Bangka Belitung

Mengintip Aktivitas Tambang Tradisional di Laut Matras 

234
×

Mengintip Aktivitas Tambang Tradisional di Laut Matras 

Sebarkan artikel ini
IMG-20220219-WA0017
pemkab muba pemkab muba

SUNGAILIAT | Aktivitas penambangan tradisional di laut Matras Kecamatan Sungailiat Kabupaten Bangka yang dilakukan masyarakat menggunakan TI Perahu dan Ponton Drum diakui sangat membantu ekonomi nelayan setempat. Limbah Kapal Isap Produksi (KIP) berupa beting yang ditambang sungguh sangat berarti untuk menopang ekonomi.

Pantauan beritamusi.co.ic, Jumat sore (18/2/2022) di laut Matras terlihat puluhan TI Perahu tradisional milik masyarakat nelayan mengais rezeki untuk kehidupan sehari-hari.

Seorang bocah sekitar umur 5 tahun bersama ibunya terlihat bermain di pinggir pantai Laut Matras.
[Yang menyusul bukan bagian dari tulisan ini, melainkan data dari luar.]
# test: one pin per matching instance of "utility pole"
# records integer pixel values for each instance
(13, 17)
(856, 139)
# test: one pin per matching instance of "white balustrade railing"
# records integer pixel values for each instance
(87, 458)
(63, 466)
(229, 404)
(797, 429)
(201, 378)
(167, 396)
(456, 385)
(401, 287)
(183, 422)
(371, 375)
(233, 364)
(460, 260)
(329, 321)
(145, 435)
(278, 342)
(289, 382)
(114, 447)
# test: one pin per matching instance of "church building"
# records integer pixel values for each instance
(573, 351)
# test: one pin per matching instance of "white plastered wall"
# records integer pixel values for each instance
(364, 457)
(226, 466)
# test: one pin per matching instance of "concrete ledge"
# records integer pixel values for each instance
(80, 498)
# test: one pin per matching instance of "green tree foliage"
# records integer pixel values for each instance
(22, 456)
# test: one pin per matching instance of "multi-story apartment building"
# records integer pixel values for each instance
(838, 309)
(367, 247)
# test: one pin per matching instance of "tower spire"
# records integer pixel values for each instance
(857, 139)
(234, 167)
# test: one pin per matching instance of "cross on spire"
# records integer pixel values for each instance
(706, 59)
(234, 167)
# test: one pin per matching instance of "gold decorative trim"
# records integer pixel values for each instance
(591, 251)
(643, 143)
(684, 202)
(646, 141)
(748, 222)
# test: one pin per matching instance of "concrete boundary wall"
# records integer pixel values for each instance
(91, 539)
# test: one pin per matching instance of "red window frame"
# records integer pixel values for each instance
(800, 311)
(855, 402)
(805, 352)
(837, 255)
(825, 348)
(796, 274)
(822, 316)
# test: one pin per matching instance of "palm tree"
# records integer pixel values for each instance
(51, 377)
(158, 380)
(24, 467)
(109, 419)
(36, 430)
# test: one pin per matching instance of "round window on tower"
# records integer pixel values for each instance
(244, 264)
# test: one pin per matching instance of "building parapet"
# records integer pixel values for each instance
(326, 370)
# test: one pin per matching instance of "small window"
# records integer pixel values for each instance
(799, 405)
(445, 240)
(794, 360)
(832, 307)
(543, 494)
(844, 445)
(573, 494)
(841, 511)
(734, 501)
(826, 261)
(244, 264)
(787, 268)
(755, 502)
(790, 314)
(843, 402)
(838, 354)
Sesekali pandangan si bocah laki laki bernama Jefri menunjuk ke arah tengah laut.

“Itu perahu bapak buk,” tunjuk si bocah. Ternyata bapak si bocah adalah nelayan Matras yang berubah profesi sementara sebagai penambang tradisional.

“Iya, sejak beralih profesi sebagai penambang tradisional, ekonomi keluarga kami sangat-sangat terbantu. Apalagi hasil tangkapan ikan berkurang terlebih kalau cuaca buruk tidak bisa mencari ikan dan pekerjaan sebagai penambang menjadi solusi alternatif,” ucap si ibu bocah. 

“Alhamdulillah pak, hasilnya lumayan untuk makan sehari-hari, jajan sekolah anak dan kalau ada sisanya buat ditabung,” tambahnya.

Sementara itu, Junaidi, Ketua Nelayan Matras Bersatu, warga Lingkungan Matras tak menampik sejak ada penambangan tradisional sangat membantu ekonomi masyarakat setempat. 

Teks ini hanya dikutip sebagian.